À Québec, dans les années ’60, dans une « belle et bonne » famille, on ne badine pas sur le sujet de l’homosexualité. Le jeune Maurice se sait de cette « engeance maudite » selon les bien-pensants du temps. Protégé par sa maman, l’enfant-surprise venu tard, Maurice aime les poupées, les robes de fille, les maquillages. L’apprenti-artiste, velléitaire toute sa vie, étouffe. Il s’échappe en 1960, se sauve. Pas à Paris comme le grand-père-alcoo, non, à Manhattan. Mégapole qu’il sublime, qu’il vénère. qui l’attire. Il y sera le chroniqueur des opéras du samedi pour la radio de Radio-Canada. En 1980, l’ex-bambochard, amoureux d’un peintre morbide, attrape cette effrayante maladie toute nouvelle, et mortelle à cette époque, qui va tuer, en dix ans, plus de 100,000 invertis sexuellement. De Billy narre, sans la claire et nette chronologie habituelle, la folle vie new-yorkaise du cet exilé volontaire, ce « rejeté par papa ». Ce qui semble son drame lancinant, un chagrin grave. C’est une lecture intéressante sur ce petit monde, un peu clandestin, à jet-set fermé, à virées de dévergondages, saunas et Cie. À la fin, c’est le sombre tableau d’une mort prévisible accablante. Le bel homme est une momie !

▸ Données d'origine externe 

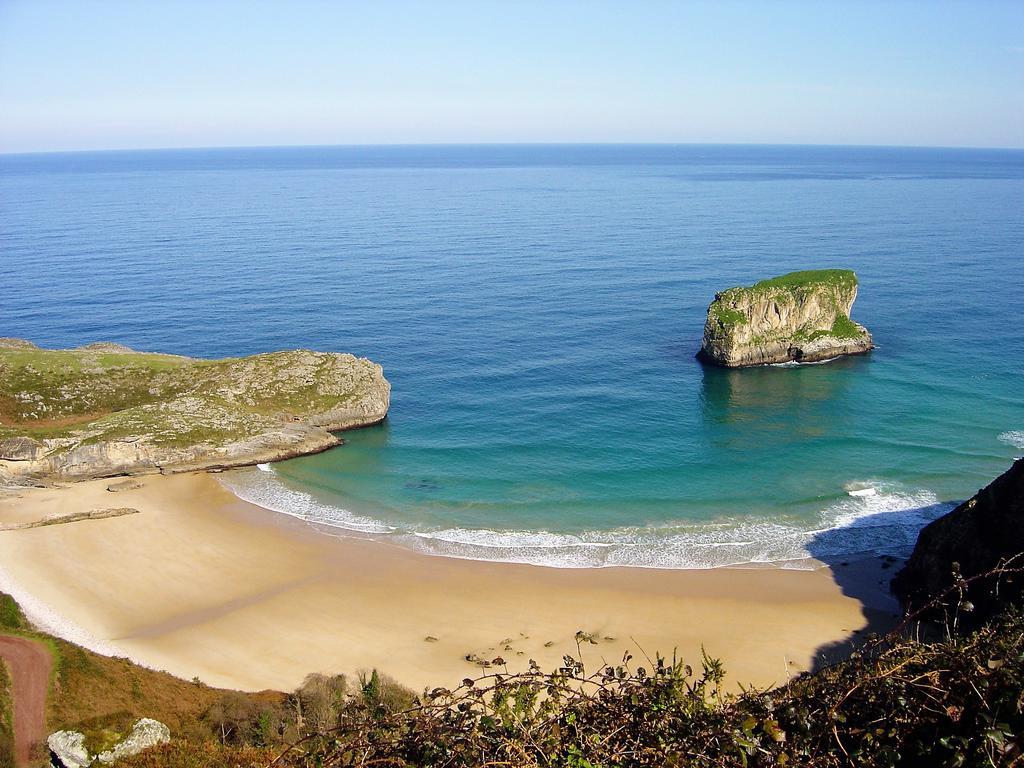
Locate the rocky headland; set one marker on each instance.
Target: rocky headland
(983, 534)
(104, 410)
(801, 316)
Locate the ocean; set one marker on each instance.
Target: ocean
(538, 308)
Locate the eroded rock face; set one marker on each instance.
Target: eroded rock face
(144, 733)
(68, 750)
(980, 535)
(124, 413)
(800, 316)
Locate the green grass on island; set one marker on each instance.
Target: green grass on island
(836, 284)
(806, 280)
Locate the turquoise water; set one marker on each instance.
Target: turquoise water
(537, 309)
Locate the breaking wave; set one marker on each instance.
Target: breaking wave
(884, 521)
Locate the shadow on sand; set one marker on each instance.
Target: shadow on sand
(865, 578)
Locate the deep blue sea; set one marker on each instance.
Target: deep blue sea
(538, 309)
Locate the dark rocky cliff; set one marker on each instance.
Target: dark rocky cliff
(980, 535)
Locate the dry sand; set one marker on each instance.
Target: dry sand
(204, 585)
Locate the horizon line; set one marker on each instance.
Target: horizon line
(507, 143)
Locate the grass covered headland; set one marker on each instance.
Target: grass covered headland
(103, 410)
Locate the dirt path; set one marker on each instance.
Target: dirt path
(30, 664)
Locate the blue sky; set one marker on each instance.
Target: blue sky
(88, 75)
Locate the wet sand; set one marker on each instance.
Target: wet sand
(204, 585)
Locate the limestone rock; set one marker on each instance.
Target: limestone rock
(801, 316)
(978, 536)
(68, 750)
(144, 733)
(19, 450)
(8, 342)
(132, 413)
(129, 484)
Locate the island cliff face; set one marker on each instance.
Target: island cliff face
(802, 316)
(980, 535)
(104, 410)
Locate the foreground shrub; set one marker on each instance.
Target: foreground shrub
(956, 702)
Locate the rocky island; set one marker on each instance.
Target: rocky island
(104, 410)
(801, 316)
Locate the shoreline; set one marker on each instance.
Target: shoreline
(203, 584)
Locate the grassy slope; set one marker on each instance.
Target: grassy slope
(94, 395)
(6, 718)
(810, 280)
(102, 696)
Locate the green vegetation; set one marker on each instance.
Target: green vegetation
(6, 717)
(842, 280)
(11, 617)
(894, 702)
(808, 278)
(898, 700)
(844, 328)
(103, 393)
(727, 316)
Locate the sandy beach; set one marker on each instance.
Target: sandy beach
(204, 585)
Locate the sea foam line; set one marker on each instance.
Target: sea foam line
(1013, 437)
(873, 517)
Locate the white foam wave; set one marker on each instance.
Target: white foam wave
(263, 489)
(1013, 437)
(884, 521)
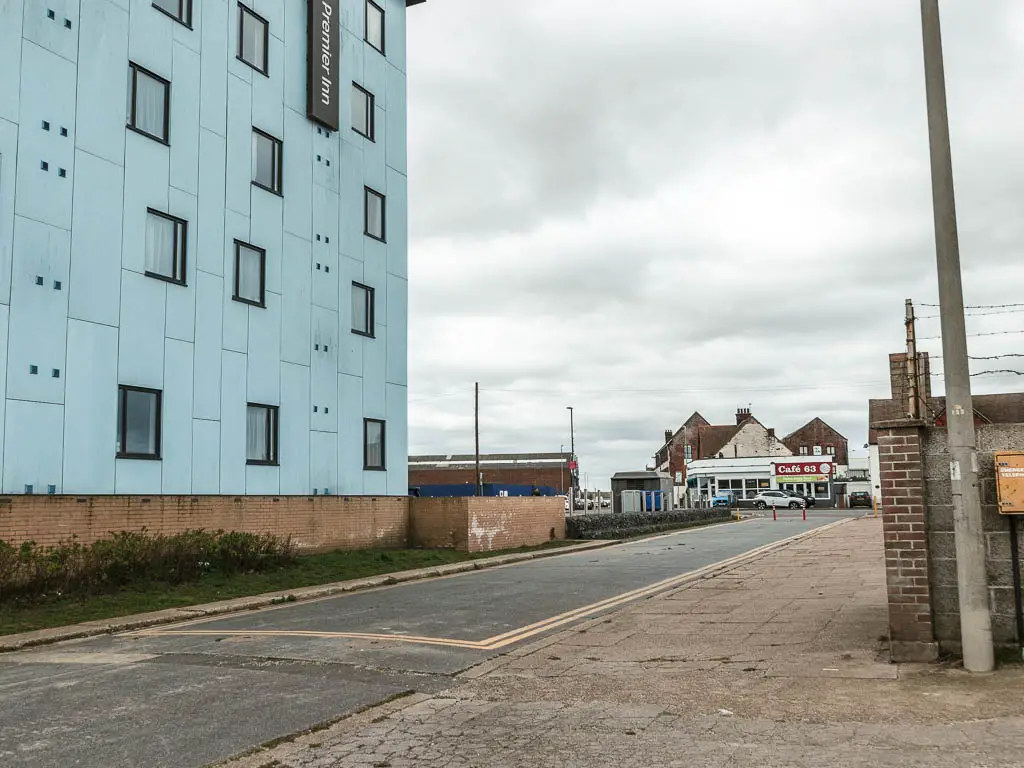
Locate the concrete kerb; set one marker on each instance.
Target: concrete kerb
(237, 605)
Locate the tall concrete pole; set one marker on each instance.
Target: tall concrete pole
(976, 622)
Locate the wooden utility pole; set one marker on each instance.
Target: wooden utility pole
(476, 432)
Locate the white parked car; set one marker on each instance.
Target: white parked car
(777, 499)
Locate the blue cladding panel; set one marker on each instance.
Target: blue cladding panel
(397, 331)
(294, 415)
(102, 78)
(181, 299)
(90, 410)
(184, 120)
(209, 301)
(147, 168)
(295, 344)
(232, 424)
(94, 291)
(264, 352)
(397, 440)
(48, 85)
(210, 228)
(10, 58)
(176, 437)
(33, 436)
(240, 141)
(350, 433)
(396, 151)
(324, 462)
(213, 101)
(38, 313)
(299, 172)
(206, 457)
(140, 348)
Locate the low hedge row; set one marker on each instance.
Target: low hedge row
(30, 572)
(622, 525)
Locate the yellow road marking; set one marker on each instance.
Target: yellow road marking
(497, 641)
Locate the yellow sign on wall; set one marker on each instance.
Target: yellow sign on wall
(1010, 482)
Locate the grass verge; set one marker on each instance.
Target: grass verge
(309, 570)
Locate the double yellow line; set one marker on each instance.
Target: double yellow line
(507, 638)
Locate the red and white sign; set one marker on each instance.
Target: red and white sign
(803, 469)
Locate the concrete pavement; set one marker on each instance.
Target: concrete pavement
(779, 662)
(188, 694)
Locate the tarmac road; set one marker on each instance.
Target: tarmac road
(185, 695)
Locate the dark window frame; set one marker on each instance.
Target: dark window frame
(123, 390)
(371, 311)
(239, 244)
(366, 28)
(371, 115)
(134, 69)
(179, 231)
(279, 164)
(367, 190)
(383, 465)
(243, 9)
(185, 15)
(272, 413)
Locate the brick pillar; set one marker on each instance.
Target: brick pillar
(910, 620)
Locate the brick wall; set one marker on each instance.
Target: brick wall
(991, 439)
(910, 621)
(315, 523)
(486, 523)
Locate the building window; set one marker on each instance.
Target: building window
(150, 103)
(138, 423)
(250, 273)
(375, 26)
(374, 218)
(261, 434)
(165, 247)
(254, 38)
(373, 443)
(266, 161)
(363, 112)
(179, 10)
(363, 309)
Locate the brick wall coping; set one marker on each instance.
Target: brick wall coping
(187, 612)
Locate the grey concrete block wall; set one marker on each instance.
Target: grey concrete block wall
(942, 548)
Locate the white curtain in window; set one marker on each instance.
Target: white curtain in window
(140, 413)
(160, 245)
(250, 274)
(359, 301)
(360, 111)
(150, 104)
(263, 170)
(375, 214)
(257, 433)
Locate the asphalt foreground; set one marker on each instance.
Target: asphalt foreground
(774, 659)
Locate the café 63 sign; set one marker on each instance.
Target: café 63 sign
(803, 471)
(324, 48)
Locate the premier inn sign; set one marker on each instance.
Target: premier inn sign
(324, 48)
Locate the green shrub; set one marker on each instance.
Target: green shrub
(30, 572)
(640, 523)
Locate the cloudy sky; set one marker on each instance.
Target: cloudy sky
(693, 205)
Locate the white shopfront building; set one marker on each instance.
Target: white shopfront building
(744, 478)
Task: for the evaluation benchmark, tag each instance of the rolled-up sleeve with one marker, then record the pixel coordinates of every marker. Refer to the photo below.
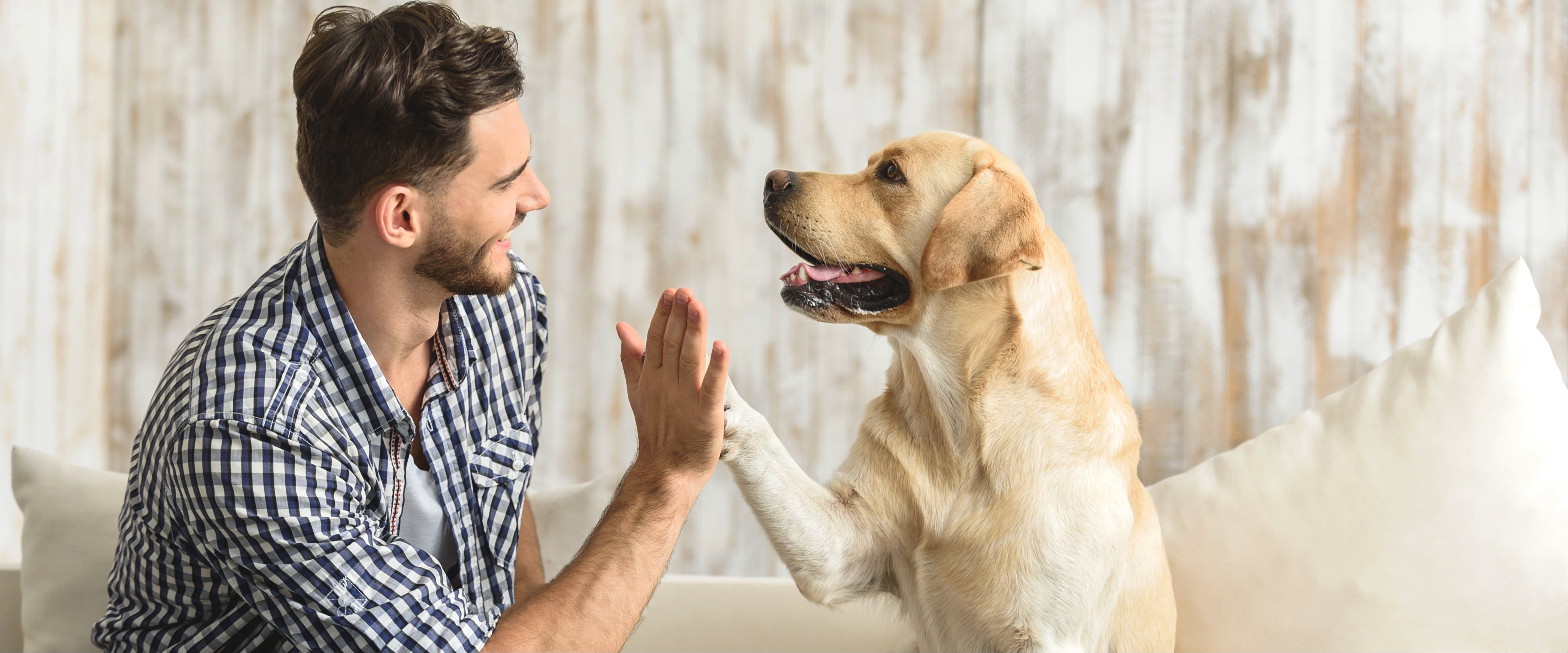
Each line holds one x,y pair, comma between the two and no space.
289,530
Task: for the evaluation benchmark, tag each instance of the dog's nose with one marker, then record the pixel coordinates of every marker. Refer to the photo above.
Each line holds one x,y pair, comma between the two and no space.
777,184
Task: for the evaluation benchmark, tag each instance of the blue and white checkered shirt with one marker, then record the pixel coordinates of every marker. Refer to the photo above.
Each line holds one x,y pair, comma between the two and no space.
266,480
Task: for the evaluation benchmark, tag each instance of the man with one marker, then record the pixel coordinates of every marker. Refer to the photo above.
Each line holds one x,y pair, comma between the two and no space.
336,460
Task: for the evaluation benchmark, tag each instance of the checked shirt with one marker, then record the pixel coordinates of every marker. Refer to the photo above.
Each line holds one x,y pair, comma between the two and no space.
266,480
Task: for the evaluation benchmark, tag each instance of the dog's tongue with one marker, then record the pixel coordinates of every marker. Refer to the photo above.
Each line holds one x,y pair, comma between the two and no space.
824,273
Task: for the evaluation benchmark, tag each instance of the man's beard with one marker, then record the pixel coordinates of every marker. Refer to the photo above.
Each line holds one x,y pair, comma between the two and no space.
458,265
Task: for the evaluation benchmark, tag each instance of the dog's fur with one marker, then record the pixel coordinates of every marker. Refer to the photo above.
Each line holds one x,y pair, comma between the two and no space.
993,488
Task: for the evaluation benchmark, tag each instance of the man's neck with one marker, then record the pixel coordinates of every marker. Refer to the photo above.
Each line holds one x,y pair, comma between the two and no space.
396,311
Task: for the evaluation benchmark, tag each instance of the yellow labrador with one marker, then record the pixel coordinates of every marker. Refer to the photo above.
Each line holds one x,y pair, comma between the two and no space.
993,488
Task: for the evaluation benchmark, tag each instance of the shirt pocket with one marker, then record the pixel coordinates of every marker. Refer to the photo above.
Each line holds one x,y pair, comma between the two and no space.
501,471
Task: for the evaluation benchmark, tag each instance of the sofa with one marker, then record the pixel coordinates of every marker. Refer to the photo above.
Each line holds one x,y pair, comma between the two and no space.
1421,508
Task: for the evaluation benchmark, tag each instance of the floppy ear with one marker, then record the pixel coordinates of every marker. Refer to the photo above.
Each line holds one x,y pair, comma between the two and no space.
992,228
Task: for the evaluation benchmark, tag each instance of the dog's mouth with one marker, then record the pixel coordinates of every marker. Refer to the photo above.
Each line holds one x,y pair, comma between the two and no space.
861,289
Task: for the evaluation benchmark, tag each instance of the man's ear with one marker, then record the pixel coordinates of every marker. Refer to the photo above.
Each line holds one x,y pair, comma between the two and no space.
992,228
394,215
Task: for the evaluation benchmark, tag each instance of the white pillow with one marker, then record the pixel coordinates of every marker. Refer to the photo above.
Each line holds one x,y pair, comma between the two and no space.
70,528
1421,508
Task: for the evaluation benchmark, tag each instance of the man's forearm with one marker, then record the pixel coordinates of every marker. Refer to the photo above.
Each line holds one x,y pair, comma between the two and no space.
596,600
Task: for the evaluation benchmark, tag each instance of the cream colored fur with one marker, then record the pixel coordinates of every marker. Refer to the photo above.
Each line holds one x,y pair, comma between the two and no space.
993,486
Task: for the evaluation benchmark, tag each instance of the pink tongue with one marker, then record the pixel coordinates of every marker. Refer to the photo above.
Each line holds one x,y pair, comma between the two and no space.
824,271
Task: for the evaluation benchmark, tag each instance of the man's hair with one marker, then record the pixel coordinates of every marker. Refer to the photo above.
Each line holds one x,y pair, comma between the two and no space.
386,99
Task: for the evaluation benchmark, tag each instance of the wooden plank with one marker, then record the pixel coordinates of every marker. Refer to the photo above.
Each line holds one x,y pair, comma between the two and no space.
206,195
54,235
1548,192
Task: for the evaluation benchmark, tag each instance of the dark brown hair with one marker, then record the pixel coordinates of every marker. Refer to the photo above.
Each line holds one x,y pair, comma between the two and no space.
386,99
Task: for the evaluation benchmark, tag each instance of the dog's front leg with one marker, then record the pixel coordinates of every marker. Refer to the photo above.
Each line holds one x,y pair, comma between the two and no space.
821,536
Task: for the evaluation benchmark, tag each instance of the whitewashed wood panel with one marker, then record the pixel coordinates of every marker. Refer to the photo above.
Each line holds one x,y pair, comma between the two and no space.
1266,199
54,235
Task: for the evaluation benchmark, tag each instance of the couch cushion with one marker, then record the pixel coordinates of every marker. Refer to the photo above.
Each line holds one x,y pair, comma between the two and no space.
1421,508
70,528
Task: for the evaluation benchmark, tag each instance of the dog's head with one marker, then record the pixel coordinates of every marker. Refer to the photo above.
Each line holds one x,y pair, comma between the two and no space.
927,213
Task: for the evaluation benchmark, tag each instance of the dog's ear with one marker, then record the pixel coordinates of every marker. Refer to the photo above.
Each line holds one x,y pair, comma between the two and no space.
992,228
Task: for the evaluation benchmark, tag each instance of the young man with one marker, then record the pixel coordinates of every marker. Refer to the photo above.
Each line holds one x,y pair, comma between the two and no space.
336,460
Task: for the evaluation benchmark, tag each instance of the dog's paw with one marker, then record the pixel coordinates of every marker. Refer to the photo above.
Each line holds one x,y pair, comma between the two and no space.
742,425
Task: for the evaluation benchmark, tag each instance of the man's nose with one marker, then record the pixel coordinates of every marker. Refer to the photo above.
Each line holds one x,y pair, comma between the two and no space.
777,185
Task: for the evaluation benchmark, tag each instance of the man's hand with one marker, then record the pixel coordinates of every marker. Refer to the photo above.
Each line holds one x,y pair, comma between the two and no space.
676,392
678,397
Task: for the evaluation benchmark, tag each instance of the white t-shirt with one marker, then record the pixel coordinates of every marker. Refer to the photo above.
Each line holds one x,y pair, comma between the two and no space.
424,524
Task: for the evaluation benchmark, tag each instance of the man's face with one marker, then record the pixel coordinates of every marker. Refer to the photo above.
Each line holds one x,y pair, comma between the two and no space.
473,218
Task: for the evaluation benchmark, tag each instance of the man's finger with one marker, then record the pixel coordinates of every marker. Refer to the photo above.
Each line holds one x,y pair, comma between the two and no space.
631,356
675,329
717,375
656,329
692,345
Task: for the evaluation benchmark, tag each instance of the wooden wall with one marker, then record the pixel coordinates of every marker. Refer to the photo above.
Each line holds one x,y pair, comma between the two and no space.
1263,198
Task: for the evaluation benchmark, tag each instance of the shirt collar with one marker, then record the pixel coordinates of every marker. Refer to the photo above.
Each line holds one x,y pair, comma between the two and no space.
360,378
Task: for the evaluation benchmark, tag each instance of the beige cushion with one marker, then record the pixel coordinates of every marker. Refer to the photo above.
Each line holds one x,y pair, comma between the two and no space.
1421,508
70,527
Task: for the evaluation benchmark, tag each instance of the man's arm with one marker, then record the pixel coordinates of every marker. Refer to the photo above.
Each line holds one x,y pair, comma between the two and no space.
531,566
678,398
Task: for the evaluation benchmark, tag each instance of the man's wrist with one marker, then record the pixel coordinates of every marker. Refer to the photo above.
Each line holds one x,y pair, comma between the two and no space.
665,483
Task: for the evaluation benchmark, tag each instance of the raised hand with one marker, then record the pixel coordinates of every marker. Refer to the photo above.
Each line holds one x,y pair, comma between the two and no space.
676,391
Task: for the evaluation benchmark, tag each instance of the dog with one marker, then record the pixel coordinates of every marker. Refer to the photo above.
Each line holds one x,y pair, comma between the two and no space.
993,486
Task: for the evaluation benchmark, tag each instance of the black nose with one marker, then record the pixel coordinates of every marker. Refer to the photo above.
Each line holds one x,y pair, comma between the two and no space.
777,185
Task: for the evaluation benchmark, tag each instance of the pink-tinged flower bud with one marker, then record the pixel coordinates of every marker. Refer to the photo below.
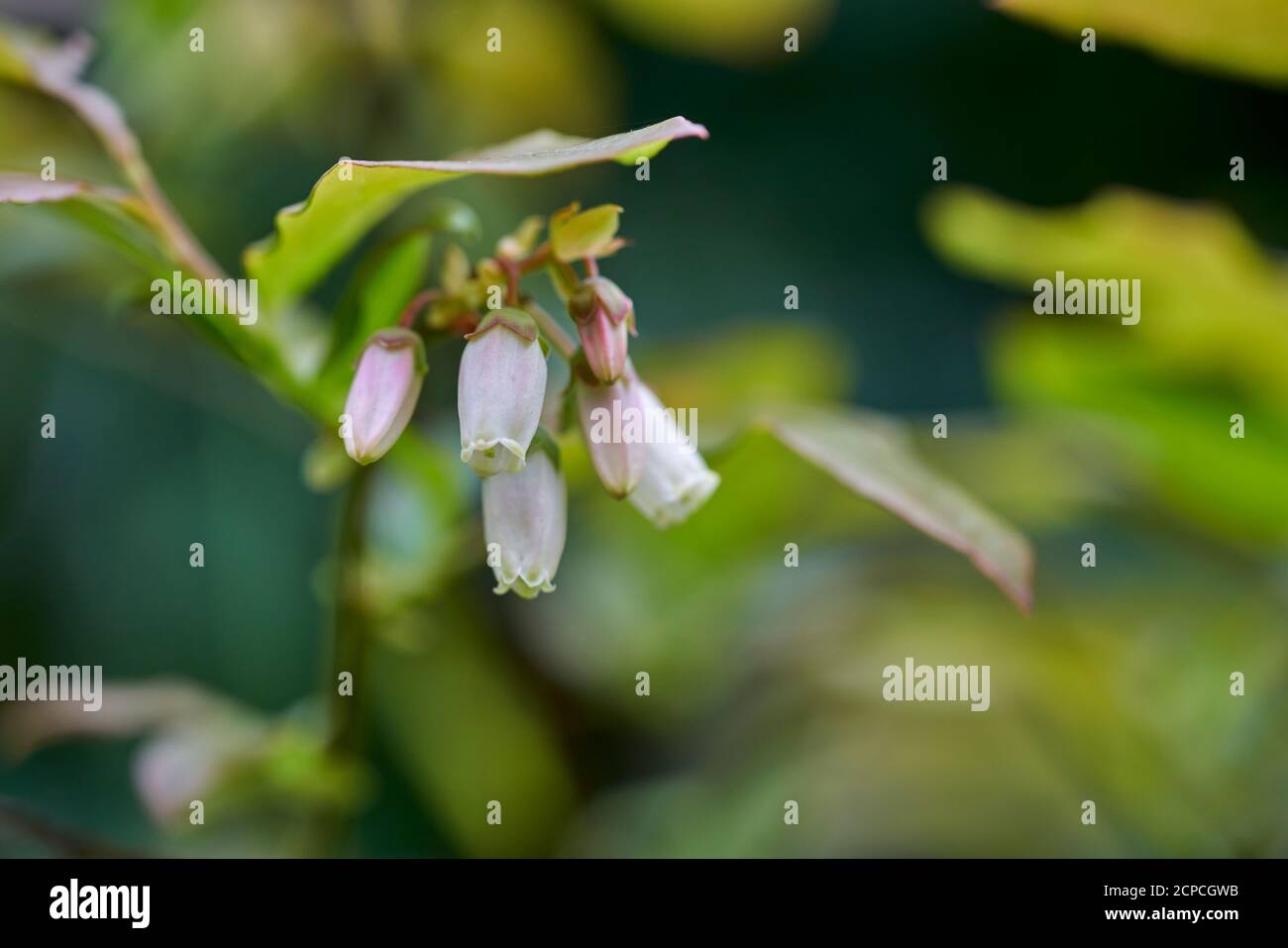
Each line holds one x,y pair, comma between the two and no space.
382,394
500,390
524,523
604,314
677,480
612,423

Quant au récent livre de Robert Lalonde, c’est aussi une terrible narration. L’auteur s’y montre discret, parfois jusqu’à l’ambiguïté. On est bien loin des déboires publiés d’une certaine Nathalie au gérant pédophile. Ici, Lalonde fait des allusions claires mais courtes sur la pédophilie…de son papa ! L’atroce révélation se fait fort laconique. Pudeur obligée. On peut imaginer le dur effort de raconter une telle horreur. Le jeune pensionnaire à Rigaud, forcément, est déboussolé et se débat comme « diable en eau bénite » en cette prison de 1959. On y lira des amitiés « particulières » classiques en ces lieux clos d’antan, d’avant les autobus jaunes partout. Ce triste « gamin abusé » d’Oka sera sauvé de sa noire désespérance par, d’abord, le naturalisme car il découvre le fameux Kéouac illustré, l’indispensable « La flore Laurentienne ». Puis par la découverte —merci père Gobeil— de la « grande » musique, un clerc de Saint-Viateur vital pour le garçon perdu. Enfin, la poésie —oh les poèmes à 13 ans ! « Que vais-je devenir… » est un terrifiant récit mené avec la prose, toujours bellement poétique, de Robert Lalonde. L’on voit dans cette délivrance d’un livre biographique —« ce livre est la pierre angulaire de tous ses livres », dit le critique Martel— les sources de sa fascination future pour la nature.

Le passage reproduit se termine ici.